By Lindsey Bahr, Associated Press
NEW YORK CITY (AP) – Christo, known for massive, ephemeral public arts projects died on May 31 at his home in New York. He was 84.
His death was announced on Twitter and the artist’s web page. No cause was given.
Along with late wife Jeanne-Claude, the artists’ careers were defined by their ambitious art projects that quickly disappeared soon after they were erected that often involved wrapping large structures in fabric. In 2005, he installed more than 7,500 saffron-colored vinyl gates in New York’s Central Park. He wrapped the Reichstag in Berlin in fabric with an aluminum sheen in 1995. Their $26 million “Umbrellas” project erected 1,340 blue umbrellas installed in Japan and 1,760 blue umbrellas in southern California in 1991. They also wrapped the Pont Neuf in Paris, the Kunsthalle in Bern, Switzerland, and a Roman wall in Italy.
The statement said the artist’s next project, “L’Arc de Triomphe, Wrapped,” is slated to appear in September in Paris as planned. An exhibition about Christo and Jeanne-Claude’s work is also scheduled to run from July through October at the Centre Georges Pompidou.
“Christo lived his life to the fullest, not only dreaming up what seemed impossible but realizing it,” his office said in a statement. “Christo and Jeanne-Claude’s artwork brought people together in shared experiences across the globe, and their work lives on in our hearts and memories.”
Born in Bulgaria in 1935, Christo Vladimirov Javacheff studied at the Fine Arts Academy in Sofia before moving to Prague in 1957, then Vienna, then Geneva. It was in Paris in 1958 where he met Jeanne-Claude Denat de Guillebon. They were born on the same day (June 13) in the same year (1935), and, according to him, “In the same moment” and would become partners in life and art.
Christo was already wrapping smaller found objects, like cars and furniture, but after he met Jeanne-Claude, their scale broadened. Within three years they were working together on an installation of oil drums and tarp on the docks in Cologne.
Although their large-scale outdoor and indoor projects were collaborative, they were all credited solely to Christo until 1994, when they revealed Jeanne-Claude’s contributions. The decision, they said, was theirs and deliberate since it was difficult enough for even one artist to make a name for himself.
The pair moved to New York in 1964, where they liked to say that they were illegal aliens in an illegal building in SoHo for a few years. They eventually bought that building and would call the city home for the rest of their lives.

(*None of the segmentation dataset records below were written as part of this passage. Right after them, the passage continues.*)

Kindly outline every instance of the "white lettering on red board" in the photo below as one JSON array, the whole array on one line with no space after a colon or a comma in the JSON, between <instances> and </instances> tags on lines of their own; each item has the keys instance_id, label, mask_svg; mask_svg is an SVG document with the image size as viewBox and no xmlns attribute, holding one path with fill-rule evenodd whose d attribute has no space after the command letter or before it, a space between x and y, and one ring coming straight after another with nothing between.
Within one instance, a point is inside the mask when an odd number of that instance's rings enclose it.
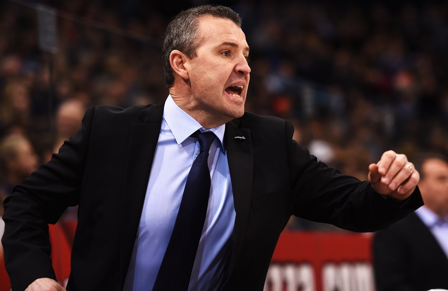
<instances>
[{"instance_id":1,"label":"white lettering on red board","mask_svg":"<svg viewBox=\"0 0 448 291\"><path fill-rule=\"evenodd\" d=\"M264 291L374 291L372 265L369 263L327 263L317 278L309 263L271 264L266 276Z\"/></svg>"}]
</instances>

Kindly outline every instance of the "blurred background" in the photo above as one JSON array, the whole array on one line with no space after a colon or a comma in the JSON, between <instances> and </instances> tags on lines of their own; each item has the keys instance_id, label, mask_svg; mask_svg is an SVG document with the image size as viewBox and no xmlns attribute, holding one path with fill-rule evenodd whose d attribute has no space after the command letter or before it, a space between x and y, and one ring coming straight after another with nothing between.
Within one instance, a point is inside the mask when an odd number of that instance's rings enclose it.
<instances>
[{"instance_id":1,"label":"blurred background","mask_svg":"<svg viewBox=\"0 0 448 291\"><path fill-rule=\"evenodd\" d=\"M89 105L166 97L165 28L181 10L211 2L1 2L3 197L57 152ZM365 179L386 150L411 160L421 151L448 153L448 3L213 4L243 18L246 110L292 121L295 139L328 165ZM22 147L22 162L7 162Z\"/></svg>"}]
</instances>

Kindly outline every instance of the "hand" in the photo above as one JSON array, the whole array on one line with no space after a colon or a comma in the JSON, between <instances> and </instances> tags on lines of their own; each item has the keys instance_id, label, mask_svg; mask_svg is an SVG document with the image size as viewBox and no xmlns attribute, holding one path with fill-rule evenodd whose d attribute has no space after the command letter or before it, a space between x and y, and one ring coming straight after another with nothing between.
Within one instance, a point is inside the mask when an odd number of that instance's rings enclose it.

The year 1968 would prove pivotal for the couple with three endeavors: “Wrapped Fountain”; “Wrapped Medieval Tower”; and “Wrapped Kunsthalle.” The next year brought “Wrapped Coast,” which involved 1 million square feet of fabric and 35 miles of rope across a 1.5-mile-long section of the Australian coastline, and the wrapping of the Museum of Contemporary Art in Chicago.
Jeanne-Claude died in 2009 at age 74 from complications of a brain aneurysm. After her death, Christo said she was argumentative and very critical and always asking questions and he missed all of that very much.
Their works were grand in every respect, from manpower to impact. More than 600 workers were involved in putting up “The Gates,” and 300 more in dismantling them. More than 5 million people saw the installation, and it was credited with injecting about $254 million into the local economy.
“Running Fence,” which comprised 2,050 white fabric panels, stretched across 24.5 miles in northern California in 1976.
For the “Umbrella” project, a total of 1,880 workers were used. That, however, had a more somber end: It was dismantled after a spectator died in California. “I will live with that tragedy to the end of my life,” Christo said at the time.
In a 2018 interview with The Art Newspaper, Christo spoke about his signature wrapping aesthetic. In the instance of the Reichstag, he said, covering it with fabric made the Victorian sculptures, ornament and decoration disappear and, thus, highlighted, “The principal proportion of architecture.”
“But, like classical sculpture, all our wrapped projects are not solid buildings; they are moving with the wind, they are breathing,” he said. “The fabric is very sensual and inviting; it’s like a skin.”
Two of Christo’s planned projects did not come to fruition before he died: “Over the River,” which would have involved draping translucent fabric above 42 miles of Colorado’s Arkansas River, and “The Mastaba,” which was conceived in 1977 for Abu Dhabi and would have been the largest sculpture in the world with 410,000 multicolored barrels forming a “mosaic of bright sparkling colors echoing Islamic architecture.”